A Randomized, Controlled Trial of Intranasal Oxytocin as an Adjunct to Behavioral Therapy for Autism Spectrum Disorder

This 3-year study is a trial of cognitive behavioral therapy (CBT), with or without oxytocin (OT) augmentation, in young adults with autism spectrum disorders. Participants will be randomly assigned to receive either a social skills-focused CBT intervention or a stress management/relaxation training CBT intervention.
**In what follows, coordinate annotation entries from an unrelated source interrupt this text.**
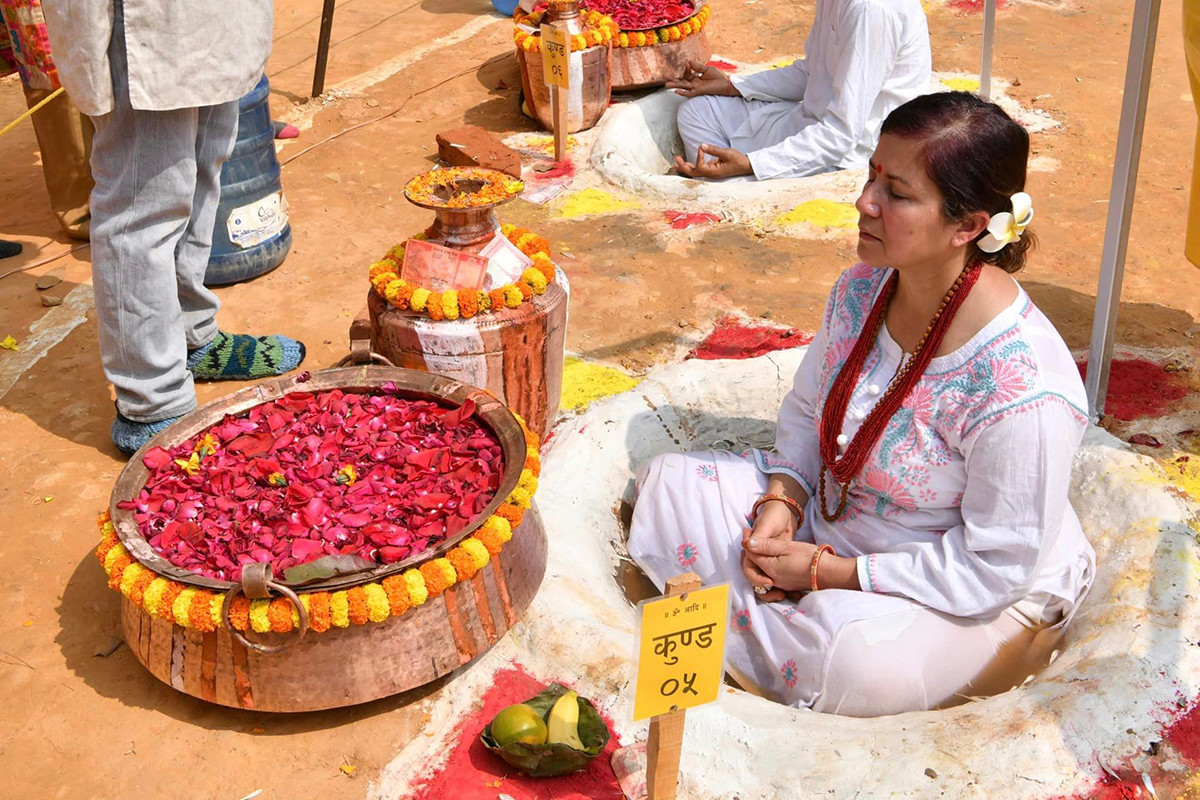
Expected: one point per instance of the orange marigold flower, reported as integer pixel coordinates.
(239, 613)
(280, 614)
(199, 613)
(490, 540)
(166, 605)
(513, 513)
(439, 576)
(357, 597)
(463, 564)
(468, 304)
(433, 305)
(114, 578)
(318, 612)
(397, 594)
Participants will also be randomized to receive either a) intranasal oxytocin or b) a placebo drug, prior to the psychotherapy. The design of the study will enable examination of the efficacy of CBT for young adults with autism spectrum disorders. The design of the study will also allow examination of whether oxytocin enhances the efficacy of CBT.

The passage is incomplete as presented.